Fourier transform infrared microspectroscopic investigation of the maturation of nonstoichiometric apatites in mineralized tissues: a horse dentin study

• Published in: Bone (New York, N.Y.) Vol. 29; no. 6; pp. 547 - 552
• Main Authors: Magne, D., Pilet, P., Weiss, P., Daculsi, G.
• Format: Journal Article
• Language: English
• Published: New York, NY Elsevier Inc 01.12.2001; Elsevier Science
• Subjects: Animals; apatite; Apatite maturation; Apatites - chemistry; Biological and medical sciences; Carbonated apatite; Collagen; Dentin; Dentin - chemistry; FTIR microspectroscopy; Horses; Investigative techniques, diagnostic techniques (general aspects); Medical sciences; Microscopy, Electron, Scanning; Mineralization; Osteoarticular system. Muscles; Pathology. Cytology. Biochemistry. Spectrometry.
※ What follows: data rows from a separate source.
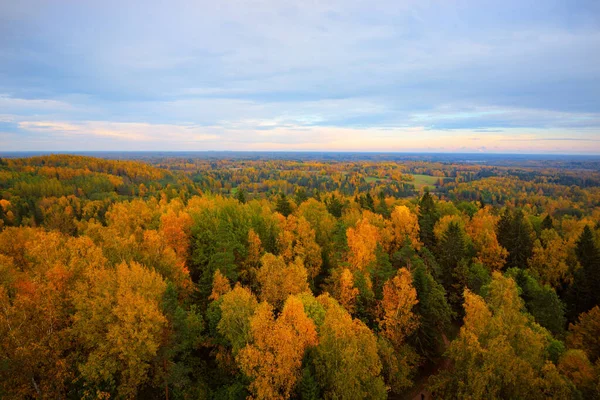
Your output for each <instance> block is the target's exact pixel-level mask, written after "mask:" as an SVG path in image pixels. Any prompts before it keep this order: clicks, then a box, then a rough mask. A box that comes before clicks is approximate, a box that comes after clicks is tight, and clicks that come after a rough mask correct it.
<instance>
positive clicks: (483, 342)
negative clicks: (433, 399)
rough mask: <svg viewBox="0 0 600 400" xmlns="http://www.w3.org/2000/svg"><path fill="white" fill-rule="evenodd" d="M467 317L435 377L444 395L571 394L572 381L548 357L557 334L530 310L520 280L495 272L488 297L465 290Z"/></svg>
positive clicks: (571, 392)
mask: <svg viewBox="0 0 600 400" xmlns="http://www.w3.org/2000/svg"><path fill="white" fill-rule="evenodd" d="M464 297H465V303H464V308H465V319H464V325H463V326H462V327H461V329H460V333H459V336H458V338H457V339H456V340H454V341H453V342H452V343H451V345H450V347H449V349H448V355H449V357H450V359H451V361H452V363H453V365H454V368H452V369H451V370H446V371H443V372H441V373H440V374H439V375H438V376H436V377H434V378H433V379H432V380H431V383H432V388H431V389H432V390H433V391H435V393H436V395H437V396H438V397H439V398H441V399H445V398H465V397H468V398H471V399H489V398H498V397H506V398H533V399H535V398H540V399H542V398H548V397H551V398H552V397H554V398H570V396H572V395H573V393H572V392H571V388H570V385H569V382H568V381H567V380H566V379H565V378H564V377H562V376H561V375H560V374H559V373H558V371H557V369H556V367H555V366H554V364H553V363H552V362H551V361H549V360H547V346H548V344H549V341H550V339H551V335H550V334H549V333H548V331H546V330H545V329H543V328H542V327H540V326H539V325H537V324H536V323H535V322H533V320H532V318H531V317H530V316H529V315H528V314H526V313H525V312H524V304H523V300H522V299H521V298H520V297H519V292H518V288H517V285H516V283H515V282H514V281H513V280H512V279H511V278H507V277H504V276H502V275H501V274H500V273H499V272H494V273H493V280H492V282H491V283H490V285H489V288H488V294H487V296H486V300H487V301H486V300H484V299H482V298H481V297H479V296H478V295H476V294H473V293H471V292H470V291H469V290H465V294H464Z"/></svg>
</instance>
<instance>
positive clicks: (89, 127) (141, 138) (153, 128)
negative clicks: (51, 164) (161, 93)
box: [18, 121, 219, 144]
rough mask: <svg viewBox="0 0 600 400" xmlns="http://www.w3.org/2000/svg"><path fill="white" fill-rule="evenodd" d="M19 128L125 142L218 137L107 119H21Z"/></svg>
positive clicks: (54, 134) (188, 129) (159, 140)
mask: <svg viewBox="0 0 600 400" xmlns="http://www.w3.org/2000/svg"><path fill="white" fill-rule="evenodd" d="M18 125H19V128H21V129H23V130H25V131H29V132H36V133H39V134H41V135H45V136H48V137H53V136H62V137H77V136H80V137H92V138H93V137H100V138H113V139H117V140H119V141H127V142H145V143H146V144H147V143H164V142H167V143H168V142H177V143H179V144H181V143H186V142H187V143H193V142H202V141H208V140H216V139H218V138H219V136H218V135H215V134H207V133H205V132H204V131H203V128H202V127H198V126H193V125H188V126H185V125H167V124H148V123H121V122H106V121H85V122H80V123H70V122H56V121H21V122H19V123H18Z"/></svg>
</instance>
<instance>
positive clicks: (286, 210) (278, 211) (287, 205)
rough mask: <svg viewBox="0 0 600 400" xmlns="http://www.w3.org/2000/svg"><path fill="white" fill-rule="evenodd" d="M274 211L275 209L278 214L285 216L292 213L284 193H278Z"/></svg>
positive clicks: (286, 197) (287, 200)
mask: <svg viewBox="0 0 600 400" xmlns="http://www.w3.org/2000/svg"><path fill="white" fill-rule="evenodd" d="M275 211H277V212H278V213H279V214H281V215H283V216H284V217H286V218H287V216H288V215H290V214H291V213H292V206H291V205H290V202H289V200H288V198H287V196H286V195H285V193H282V194H281V195H279V198H278V199H277V206H276V207H275Z"/></svg>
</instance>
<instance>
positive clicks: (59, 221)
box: [0, 153, 600, 400]
mask: <svg viewBox="0 0 600 400" xmlns="http://www.w3.org/2000/svg"><path fill="white" fill-rule="evenodd" d="M117 158H119V159H117ZM125 158H127V157H91V156H76V155H64V154H63V155H39V156H31V157H16V156H8V157H4V158H0V398H3V399H29V398H36V399H136V398H138V399H231V400H233V399H301V400H313V399H385V398H391V399H413V398H418V399H421V398H434V399H462V398H469V399H492V398H505V399H551V398H552V399H600V162H598V161H597V159H596V160H595V161H594V160H592V159H583V160H568V159H559V160H550V161H548V160H540V161H536V160H526V159H518V160H514V159H509V158H507V159H494V160H491V161H489V162H472V161H469V160H456V159H454V160H452V159H435V158H433V159H422V158H421V159H420V158H418V157H406V158H404V159H398V158H395V157H377V156H364V157H362V156H360V155H351V154H348V155H338V156H336V157H329V158H328V157H321V156H319V155H314V156H302V157H301V156H298V155H294V154H290V155H285V156H276V157H275V156H273V157H272V156H269V155H268V154H267V155H265V154H263V155H260V154H258V155H253V156H245V157H243V156H240V157H238V156H235V155H231V156H222V157H221V156H219V157H216V156H215V157H209V156H202V157H200V156H189V157H188V156H180V155H169V154H168V153H167V154H166V155H165V154H163V155H148V156H144V157H131V158H129V159H125Z"/></svg>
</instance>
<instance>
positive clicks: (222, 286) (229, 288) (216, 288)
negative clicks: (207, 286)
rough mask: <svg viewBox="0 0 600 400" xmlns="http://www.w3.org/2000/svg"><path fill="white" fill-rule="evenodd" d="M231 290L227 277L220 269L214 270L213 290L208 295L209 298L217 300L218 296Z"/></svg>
mask: <svg viewBox="0 0 600 400" xmlns="http://www.w3.org/2000/svg"><path fill="white" fill-rule="evenodd" d="M230 290H231V284H230V283H229V279H227V278H226V277H224V276H223V275H222V274H221V271H219V270H216V271H215V277H214V278H213V291H212V293H211V294H210V296H209V298H208V299H209V300H219V298H220V297H221V296H222V295H224V294H225V293H227V292H229V291H230Z"/></svg>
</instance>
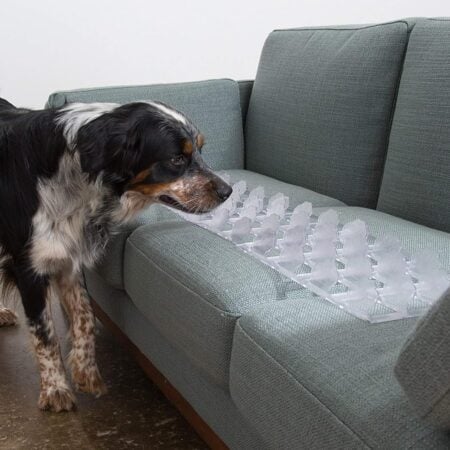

Miscellaneous investigative techniques; Spectroscopy, Fourier Transform Infrared - methods; Dentin; FTIR microspectroscopy; Apatite maturation; Mineralization; Collagen; Carbonated apatite; Fourier transformation; Interaction; In vitro; Ripening; Infrared spectrometry; Vertebrata; Mammalia; Animal; Horse; Apatite; Perissodactyla; Carbonates; Tooth; Ungulata; Physicochemical properties
• ISSN: 8756-3282; 1873-2763
• DOI: 10.1016/S8756-3282(01)00609-3

Fourier transform infrared microspectroscopy (FTIRM) was used to study carbonated apatite/collagen interactions and maturation in horse secondary dentin. Unlike human dentin, this model contains no peritubular material around the odontoblastic processes and is thus quite similar to bone in composition, but not subject to tissue turnover. Crystals close to the mineralization front were very immature, showing high HPO 4 and very low CO 3 levels. Carbonate ions were located essentially in very labile, reactive environments, probably on the crystal surface. Removal of some of the HPO 4 ions from crystals during maturation was linked to an increase in total carbonate content. The CO 3 ions in labile environments decreased, probably after incorporation into more organized regions of the lattice. However, this increase of total carbonate content was associated with greater mineral crystallinity, confirming findings in other studies of synthetic apatite maturation in vitro. The good correlation between these results and those of in vitro experiments suggests that crystal maturation is essentially due to physicochemical processes and that the organic matrix controls only crystal size, multiplication, and/or organization.